René Prévost, président de la FFF : “Les franchises d’entretien et de réparation ont encore un fort potentiel de développement”

Malgré un contexte économique difficile, le modèle de la franchise résiste et affiche dans certains secteurs des taux de croissance vertigineux. Sur le marché mature de l’automobile, la progression est moins forte, mais les enseignes de réparation conservent un véritable potentiel de développement, estime René Prévost, président de la Fédération Française de la Franchise (FFF) et directeur général de la franchise Speedy.

Le salon de la franchise qui se tiendra à Paris du 20 au 23 mars prochain accueillera 500 exposants et plus de 30 000 visiteurs. Ce salon connaît un succès grandissant à la mesure du développement de la franchise en France. En effet, ce modèle économique est en progression constante depuis dix ans. Selon les chiffres de la FFF, le nombre de réseaux a plus que doubler entre 2004 et 2014 à 1 796 enseignes, tout comme le nombre de points de vente en franchise aujourd’hui de 68 171 sites. 

Surtout, le chiffre d’affaires des franchisés a connu sa plus forte progression en 2014, en passant de 47,4 à  51, 4 milliards d’euros (+8%). Autre indice de la bonne santé du secteur : le soutien des banques. “Sur le salon de la franchise, de nombreuses banques partenaires ayant même créé un département franchise seront présentes parce qu’elles ont confiance en ce modèle. Les chiffres montrent en moyenne que sur 10 franchises ouvertes, 2 ferment.  Dans le commerce traditionnel, le ratio est plutôt de 10 ouvertures pour 4 fermetures“, souligne René Prévost, président de la FFF. 

Un reflet de l’évolution de la société
Tous les secteurs ne progressent néanmoins pas de la même façon. “Ce sont les services à la personne qui tirent véritablement la croissance de la franchise avec une hausse de chiffre d’affaires insolente de l’ordre de 30%“, précise M. Prévost. “Ces enseignes ont su répondre à des besoins grandissants, notamment lorsqu’il s’agit des services aux personnes âgées“, note-t-il.
Suivent ensuite les enseignes qui sont en ligne avec l’évolution des attentes des consommateurs, davantage attentifs à leur environnement et leur bien-être. Ainsi, dans le secteur du commerce alimentaire, ce sont les franchises de commerce de proximité et plus particulièrement les enseignes bio  (Naturalia, la Vie Claire, etc.) qui croissent le plus vite.  Les enseignes de fitness suivent le même mouvement tout comme les réseaux spécialisés dans l’achat-revente de produits d’occasion.
Les franchises du secteur automobile se portent bien elles aussi malgré la morosité du marché.  Entre 2013 et 2014, leur chiffre d’affaires a légèrement progressé passant de 2,37 à 2,46 milliards d’euros. Mais dans le secteur automobile ou plus largement de la mobilité, il y a peu de nouvelles enseignes en franchise   ;  celles qui seront présentes au salon (parmi les nouvelles) sont spécialisées soit dans la revente de véhicules d’occasion entre particuliers (elles servent d’intermédiaire et de tiers de confiance), soit dans le vélo.

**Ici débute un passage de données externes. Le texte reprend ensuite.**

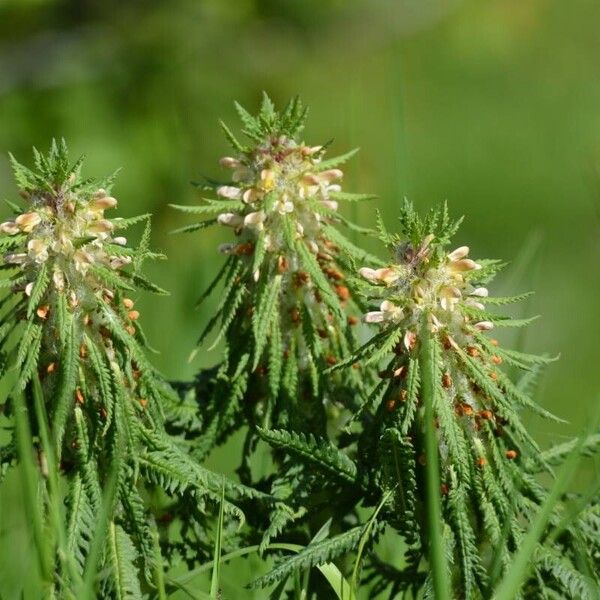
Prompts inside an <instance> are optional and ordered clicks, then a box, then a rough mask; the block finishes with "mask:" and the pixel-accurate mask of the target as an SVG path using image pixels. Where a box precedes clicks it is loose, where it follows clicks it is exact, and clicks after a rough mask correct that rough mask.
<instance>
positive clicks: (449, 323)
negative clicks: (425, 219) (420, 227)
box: [359, 235, 493, 348]
mask: <svg viewBox="0 0 600 600" xmlns="http://www.w3.org/2000/svg"><path fill="white" fill-rule="evenodd" d="M432 241H433V235H429V236H427V237H426V238H425V239H424V240H423V242H422V243H421V245H420V246H419V247H418V248H416V247H414V246H412V245H411V244H403V245H398V246H396V247H395V249H394V255H395V259H396V262H395V264H392V265H390V266H387V267H382V268H380V269H370V268H368V267H363V268H362V269H360V271H359V273H360V275H361V276H362V277H363V278H365V279H366V280H368V281H369V282H371V283H373V284H375V285H377V286H378V287H382V288H384V290H382V291H381V295H382V296H384V300H383V301H382V302H381V304H380V306H379V310H377V311H371V312H368V313H367V314H366V315H365V316H364V321H365V322H367V323H384V324H386V323H387V324H391V323H397V324H399V325H400V324H402V326H403V327H404V328H405V329H406V335H405V344H406V346H407V348H409V347H410V346H411V345H412V344H414V340H415V337H416V330H417V329H418V327H419V325H418V324H419V323H420V322H421V317H422V315H423V314H424V313H425V314H426V315H427V317H428V319H429V322H430V325H431V331H432V332H437V331H440V330H442V329H443V330H444V331H445V332H446V333H447V334H448V335H447V339H449V340H450V343H451V344H453V343H455V342H454V338H453V337H452V336H455V337H460V336H461V335H462V332H463V329H464V325H465V324H466V323H469V321H470V317H469V315H468V314H467V313H466V312H465V311H463V310H461V308H462V307H467V308H473V309H480V310H483V309H484V306H483V304H481V299H482V298H485V297H487V295H488V290H487V288H485V287H476V286H474V285H472V284H471V283H470V274H471V273H472V272H473V271H477V270H479V269H480V268H481V266H480V265H479V264H478V263H476V262H475V261H473V260H471V259H470V258H468V254H469V248H468V247H467V246H461V247H460V248H457V249H456V250H454V251H453V252H451V253H450V254H443V253H442V254H440V252H439V251H437V250H436V248H435V247H434V246H432ZM473 327H475V328H476V329H478V330H480V331H484V330H490V329H492V328H493V323H491V322H490V321H478V322H476V323H474V324H473Z"/></svg>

Réparation : un potentiel de 700 nouveaux points de vente en franchise
Il y a toutefois peu de place pour de nouveaux entrants sur les activités trustées par la franchise comme la location, la réparation ou le lavage. “Pour le seul secteur de l’entretien-réparation que je connais bien, ce serait en effet difficile de s’implanter pour une nouvelle enseigne car le ticket d’entrée est très élevé et que les très bons emplacements sont pris“, confirme M. Prévost, également directeur général de la franchise Speedy. 
Pour autant, pour celles qui sont déjà bien implantées, il existe encore un fort potentiel de développement, affirme-t-il. Dans le seul secteur de l’entretien-réparation, M. Prévost estime à 700 le nombre d’ouvertures de points de vente encore possible (500 pour les enseignes de réparation, 200 pour les centres auto).  “Il s’agit d’une estimation à partir des déclaratifs des différentes enseignes.  Mais rien que chez Speedy qui compte déjà près de 500 sites, nous comptons ouvrir encore 200 sites d’ici 5 ans (50% en ville, 50% en partenariat avec une station BP ou Total)”, dit-il. “Dans ce secteur, la franchise a encore beaucoup d’avenir car l’automobile évolue et plus cela devient complexe, plus il est pertinent d’intégrer un réseau organisé et structuré“, souligne encore M. Prévost. 
Et l’automobile continue d’intéresser les candidats à la franchise ; sur les 30 000 visiteurs attendus au salon de la franchise, 10% se disent intéressés par le secteur automobile.